New Drug Combination May Be Beneficial for Newly-diagnosed Myeloma Patients
The combination of ixazomib, cyclophosphamide, and dexamethasone induced high response rates with good tolerability in patients with newly-diagnosed MM.
The combination of ixazomib, cyclophosphamide, and dexamethasone induced high response rates with good tolerability in patients with newly-diagnosed multiple myeloma, a study presented at the 2016 American Society of Clinical Oncology (ASCO) meeting has shown.1
For this trial, investigators enrolled 10 patients with newly-diagnosed multiple myeloma to phase 1 and 41 patients to phase 2. All patients received ixazomib 4 mg orally on days 1, 8, and 15, cyclophosphamide 300 or 400 mg/m2 on days 1, 8, 15, and 22, and dexamethasone 40 mg on days 1, 8, 15, and 22, for a dozen 28-day cycles. Patients could then continue ixazomib monotherapy.

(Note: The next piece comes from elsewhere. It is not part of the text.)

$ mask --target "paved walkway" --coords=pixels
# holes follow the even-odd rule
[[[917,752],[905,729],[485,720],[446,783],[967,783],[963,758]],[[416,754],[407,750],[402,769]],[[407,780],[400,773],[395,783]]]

Results showed that at a median follow-up of 8.7 months, the best confirmed response included a partial response or better in 78% of the 48 evaluable patients. The very good partial response rate was 33% and 2 patients achieved a complete response.
At the time of analysis, 19 patients continued treatment. The majority of the 29 patients who went off treatment did so for hematopoietic cell transplantation; 4 had disease progression.
Nearly 3/4 of patients reported a grade 3 or higher adverse event possibly related to treatment. The most common adverse events were cytopenias, fatigue, and gastrointestinal toxicities. Dose modifications were mostly due to cyclophosphamide and dexamethasone.
"[This combination] offers the opportunity to utilize a completely oral regimen, which also is less expensive compared with the lenalidomide combinations," the authors concluded. "Future studies should assess its efficacy against other proteasome inhibitor combinations."
1. Lacy M, Bergsagel PL, LaPlant B, Halvorson A, Buadi F, Leung N, et al. Phase 1/2 trial of ixazomib, cyclophosphamide, and dexamethasone for newly diagnosed multiple myeloma (NDMM). J Clin Oncol. 2016; 34 (suppl; abstr 8002).